The "new" hardware was actually a repurposed HP ProLiant DL585 with four dual-core AMD Opteron 880 CPUs and 16GB of RAM -- not a hugely powerful box by current standards, but plenty for the needs of the remote site. VMware ESXi was installed on the local RAID5 array in a matter of minutes, and the four gigabit Ethernet interfaces on the box were tossed into two Etherchannel trunks to the datacenter switches. Tada, instant hypervisor.
However, the virtual machines running on the elderly Linux host were not compatible with ESX, since VMs and virtual disks created on VMware Server cannot be directly imported to ESX or ESXi. However, there is a Linux and Windows-based ESXi remote CLI client that can be used to muck about with some of the internals of ESXi. Unfortunately, this CLI client either doesn't support or specifically blocks several of the commands required to make this particular magic happen, and the ESXi host couldn't convert the disks via this method -- so outside the lines we go.
First, I shut down all the VMs on the VMware Server box and exported the directory containing them via NFS. Using the vSphere client, I added that NFS datastore to the ESXi box. Then I manually created the VMs on the ESXi box, but didn't assign or create any virtual disks for them. Next was the fun part.

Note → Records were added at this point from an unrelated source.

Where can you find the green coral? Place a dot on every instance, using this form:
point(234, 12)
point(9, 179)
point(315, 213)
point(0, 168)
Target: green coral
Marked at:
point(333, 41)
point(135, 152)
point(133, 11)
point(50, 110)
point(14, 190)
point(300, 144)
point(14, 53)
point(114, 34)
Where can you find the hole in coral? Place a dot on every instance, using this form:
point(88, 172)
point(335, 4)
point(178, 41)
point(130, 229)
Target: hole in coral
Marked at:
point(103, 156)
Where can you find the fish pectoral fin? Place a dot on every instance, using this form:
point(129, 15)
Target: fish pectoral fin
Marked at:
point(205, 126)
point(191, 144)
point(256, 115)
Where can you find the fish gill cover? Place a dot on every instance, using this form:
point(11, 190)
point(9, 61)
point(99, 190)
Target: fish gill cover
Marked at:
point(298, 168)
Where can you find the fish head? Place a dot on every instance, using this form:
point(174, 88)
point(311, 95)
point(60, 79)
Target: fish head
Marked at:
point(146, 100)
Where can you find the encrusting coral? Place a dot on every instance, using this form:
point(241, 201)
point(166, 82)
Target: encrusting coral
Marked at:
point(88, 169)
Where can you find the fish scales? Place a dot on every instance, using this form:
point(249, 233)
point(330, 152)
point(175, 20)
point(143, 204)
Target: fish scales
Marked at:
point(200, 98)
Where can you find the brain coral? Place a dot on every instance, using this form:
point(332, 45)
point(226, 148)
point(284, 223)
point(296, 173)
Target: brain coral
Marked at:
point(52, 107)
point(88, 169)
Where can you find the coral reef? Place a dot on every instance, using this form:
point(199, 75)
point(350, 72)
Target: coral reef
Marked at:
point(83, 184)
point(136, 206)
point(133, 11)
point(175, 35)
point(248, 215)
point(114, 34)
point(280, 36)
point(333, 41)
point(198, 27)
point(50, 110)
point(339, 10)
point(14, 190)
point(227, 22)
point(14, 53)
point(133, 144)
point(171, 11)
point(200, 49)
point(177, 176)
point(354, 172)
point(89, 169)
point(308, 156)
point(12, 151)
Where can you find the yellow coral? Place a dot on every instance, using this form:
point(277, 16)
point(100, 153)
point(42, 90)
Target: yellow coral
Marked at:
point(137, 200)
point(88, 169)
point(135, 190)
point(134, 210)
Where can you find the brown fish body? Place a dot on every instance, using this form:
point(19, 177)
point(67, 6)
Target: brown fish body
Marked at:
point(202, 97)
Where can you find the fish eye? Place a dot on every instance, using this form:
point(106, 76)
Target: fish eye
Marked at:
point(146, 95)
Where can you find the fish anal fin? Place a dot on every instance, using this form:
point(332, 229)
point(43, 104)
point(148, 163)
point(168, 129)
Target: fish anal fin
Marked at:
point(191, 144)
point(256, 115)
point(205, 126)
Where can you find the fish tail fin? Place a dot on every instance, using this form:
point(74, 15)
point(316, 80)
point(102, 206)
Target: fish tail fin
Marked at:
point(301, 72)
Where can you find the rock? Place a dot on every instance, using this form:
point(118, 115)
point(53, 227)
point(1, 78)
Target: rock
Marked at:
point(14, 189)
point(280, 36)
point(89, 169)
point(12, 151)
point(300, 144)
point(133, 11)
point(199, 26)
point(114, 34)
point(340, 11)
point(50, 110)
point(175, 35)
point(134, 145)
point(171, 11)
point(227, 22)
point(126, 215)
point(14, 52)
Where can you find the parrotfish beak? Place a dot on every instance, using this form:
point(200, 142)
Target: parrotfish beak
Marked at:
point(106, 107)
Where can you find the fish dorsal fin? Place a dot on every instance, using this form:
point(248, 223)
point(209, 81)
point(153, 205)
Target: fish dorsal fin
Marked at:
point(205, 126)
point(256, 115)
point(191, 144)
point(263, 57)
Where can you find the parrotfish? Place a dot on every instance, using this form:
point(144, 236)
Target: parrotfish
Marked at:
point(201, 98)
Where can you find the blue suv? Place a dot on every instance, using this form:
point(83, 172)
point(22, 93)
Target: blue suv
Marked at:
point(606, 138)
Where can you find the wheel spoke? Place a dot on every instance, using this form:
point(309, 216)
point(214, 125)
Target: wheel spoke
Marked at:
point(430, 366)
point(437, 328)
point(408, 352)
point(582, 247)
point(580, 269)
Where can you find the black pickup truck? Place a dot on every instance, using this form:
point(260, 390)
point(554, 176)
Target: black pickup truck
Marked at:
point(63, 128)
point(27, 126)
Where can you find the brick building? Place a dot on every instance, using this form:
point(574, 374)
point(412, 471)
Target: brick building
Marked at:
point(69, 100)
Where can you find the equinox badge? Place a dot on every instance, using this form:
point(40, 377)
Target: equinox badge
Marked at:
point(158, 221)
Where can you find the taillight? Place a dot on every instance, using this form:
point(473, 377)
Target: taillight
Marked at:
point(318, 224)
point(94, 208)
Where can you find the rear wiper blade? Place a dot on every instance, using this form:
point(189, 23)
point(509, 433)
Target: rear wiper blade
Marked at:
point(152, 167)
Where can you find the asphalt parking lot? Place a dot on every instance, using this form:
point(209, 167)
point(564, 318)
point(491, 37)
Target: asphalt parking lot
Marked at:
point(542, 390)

If you go the ESXi console and type Alt-F1, you'll get a system console, but not a shell or login prompt. However, if you type unsupported there, you'll get some warning text and a password prompt. If you type the system root password at that prompt, you'll wind up with a shell. Here there be dragons if you're not familiar with Linux. If you are, it's basically an ash shell like you'd find on any number of embedded Linux devices.
If you then edit /etc/inetd.conf and remove the hash mark before the ssh line, and then kill -HUP the inetd process, you can then ssh into the server as root. Now, everything's much simpler.
From this access point, it's trivial to use vmkfstools to take the original VMware Server virtual disks and clone them to ESX-compatible VMDKs (vmkfstools -i /path/to/source /path/to/dest). You can also use that method to clone disks of existing ESX VMs, turning this method into a poor-man's template and cloning mechanism. There are some funky pieces missing from ESXi when accessed through this method, so beware. However, if you're not concerned about running unsupported gear, you can do a whole lot more with ESXi than the GUI will let you.
If you don't know what you're doing, you can also brick your ESXi installation.
However, this particular tale has a happy ending, as all the VMs were transitioned and are running without a problem on a better box with a better hypervisor. The next time the budget comes around there will be licenses purchased and this server will be able to come in from the cold and join the vCenter party. Until then, the gap has been bridged -- and isn't that the majority of what we do?